江念的手被萧怀临紧紧攥着,随着他激动,她的伤口也被随之轻微拉扯,撕心裂肺的疼痛瞬间直击天灵盖。
“疼,你别动我,”江念疼得敬称都顾不上了,老天爷呀,她真感觉这身体哪哪都疼,疼得她哆嗦,用不了半点。
萧怀临听到江念气若游丝的话语,连忙松开手,像做错事的孩子一般,然后又连忙吩咐周全去喊太医过来。
“念儿别怕,太医说了,你的伤虽然靠近心口,但只要醒了,就无妨了的。”
江念根本就没时间,更没那个精力听萧怀临叽叽喳喳,她急着查看脑海中的进度条。
忍着疼痛,她搜索进度条,然后她被吓了一跳,百分之六十?!上回还是百分之二十呀,这一下涨了百分之四十,她只想直呼乖乖,突然感觉疼痛都轻了些。
这距离她回家,简直迈进了一大步了,萧怀临终于又当了回人,她不算白救了他。
看完进度条的江念感觉自己好像活过来了些,终于有了些活人气,于是便努力睁开眼睛,然后便看见了坐在床边沿,正满目深情望着她的萧怀临。
他一双漆黑的眸子,直勾勾看着她,里面满是柔情,眼底的情意更是毫不掩饰,这般热烈,江念与其对视,竟败下阵来,慌张挪了视线。
萧怀临看着厚厚被褥里藏着的娇人儿,因为娇羞终于为面色添了两分粉,这几日压在心上的乌云终于驱散,露出几分天光,“现在知道疼了?当初挡刀的时候,怎么就不知道怕?”
“王爷,我都这样了,您还说我!”江念真气鼓鼓,她容易嘛,为了做个任务,差点把命搭上,现在还半死不活躺这呢。

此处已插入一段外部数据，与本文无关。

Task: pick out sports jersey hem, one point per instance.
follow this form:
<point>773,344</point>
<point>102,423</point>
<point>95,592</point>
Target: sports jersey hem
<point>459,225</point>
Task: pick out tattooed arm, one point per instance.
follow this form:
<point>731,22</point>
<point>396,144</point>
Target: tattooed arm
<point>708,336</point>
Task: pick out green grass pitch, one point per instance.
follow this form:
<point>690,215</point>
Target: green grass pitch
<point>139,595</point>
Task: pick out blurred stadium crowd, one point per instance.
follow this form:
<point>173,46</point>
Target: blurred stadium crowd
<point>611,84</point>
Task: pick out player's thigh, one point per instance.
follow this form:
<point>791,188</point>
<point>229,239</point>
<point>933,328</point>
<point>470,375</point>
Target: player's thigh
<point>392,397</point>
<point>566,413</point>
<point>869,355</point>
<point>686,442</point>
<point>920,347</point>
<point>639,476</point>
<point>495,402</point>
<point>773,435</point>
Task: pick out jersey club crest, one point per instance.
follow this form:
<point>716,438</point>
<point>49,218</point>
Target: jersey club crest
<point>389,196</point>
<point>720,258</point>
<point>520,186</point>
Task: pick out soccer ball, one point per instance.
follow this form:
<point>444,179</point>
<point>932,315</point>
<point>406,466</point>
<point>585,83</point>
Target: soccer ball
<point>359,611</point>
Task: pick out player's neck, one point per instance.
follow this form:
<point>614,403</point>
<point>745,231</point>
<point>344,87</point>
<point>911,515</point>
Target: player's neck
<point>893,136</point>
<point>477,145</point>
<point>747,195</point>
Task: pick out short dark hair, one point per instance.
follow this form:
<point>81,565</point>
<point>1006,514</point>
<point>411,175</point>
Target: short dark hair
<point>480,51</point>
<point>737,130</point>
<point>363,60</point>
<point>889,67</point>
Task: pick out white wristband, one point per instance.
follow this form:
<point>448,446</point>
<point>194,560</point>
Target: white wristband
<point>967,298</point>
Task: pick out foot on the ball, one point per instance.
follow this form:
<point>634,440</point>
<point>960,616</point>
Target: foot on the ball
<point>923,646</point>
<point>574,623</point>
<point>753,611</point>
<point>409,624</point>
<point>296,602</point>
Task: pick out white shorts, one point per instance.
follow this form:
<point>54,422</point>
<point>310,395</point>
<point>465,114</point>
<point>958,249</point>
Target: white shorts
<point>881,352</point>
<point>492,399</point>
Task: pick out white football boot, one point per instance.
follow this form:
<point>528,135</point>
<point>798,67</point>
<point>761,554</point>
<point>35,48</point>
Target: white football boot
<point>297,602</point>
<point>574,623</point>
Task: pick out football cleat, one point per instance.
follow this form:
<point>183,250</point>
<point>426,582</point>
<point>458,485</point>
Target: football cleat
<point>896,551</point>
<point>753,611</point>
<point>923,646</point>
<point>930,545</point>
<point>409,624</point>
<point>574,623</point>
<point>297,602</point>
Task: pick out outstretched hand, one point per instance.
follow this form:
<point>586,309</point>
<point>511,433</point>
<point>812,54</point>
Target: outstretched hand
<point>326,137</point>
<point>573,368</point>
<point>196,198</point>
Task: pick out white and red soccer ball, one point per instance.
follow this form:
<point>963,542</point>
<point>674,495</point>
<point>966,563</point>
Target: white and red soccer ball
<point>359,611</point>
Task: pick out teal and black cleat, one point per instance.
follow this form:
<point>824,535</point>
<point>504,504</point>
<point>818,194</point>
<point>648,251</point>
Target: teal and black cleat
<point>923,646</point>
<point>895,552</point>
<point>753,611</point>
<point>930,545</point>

萧怀临看江念虽然声音微弱,但终于有气力怼人了,更是欢喜,但想到这次的惊险,他还是不由后怕,所以还是郑重道,“这次勉强捡回一条命,以后不准这样了听到没有?”
江念听到这话,几乎是条件反射回道,“您就算再借我个胆,我也不敢了,我原本是怕您没了,但真没想到这么痛呀,呜呜。”
萧怀临听到这完全意料之外的回答,一时不知道是该笑,还是该笑!
若是换成旁人,怎么也得说两句对他深爱,为他赴汤蹈火在所不惜,命没有他重要之类的。
江念倒好,一副我怂,这事再也没有第二回,甚至还有些后悔两日前救他。
但越是这样,他反倒越稀罕江念,她太真实,在这魑魅魍魉遍布的皇家,她好似一朵雾莲,至纯至洁。
而且她不像旁人,爱意都是嘴里出来的,虚伪空无,全在行动上。
挡刀那一刹那,他清晰看见她的毫不犹豫,这样的爱意,直触心弦,让他冰封的心,被豁开了一个口子,露出里面滚烫的血肉,而这只对她而已。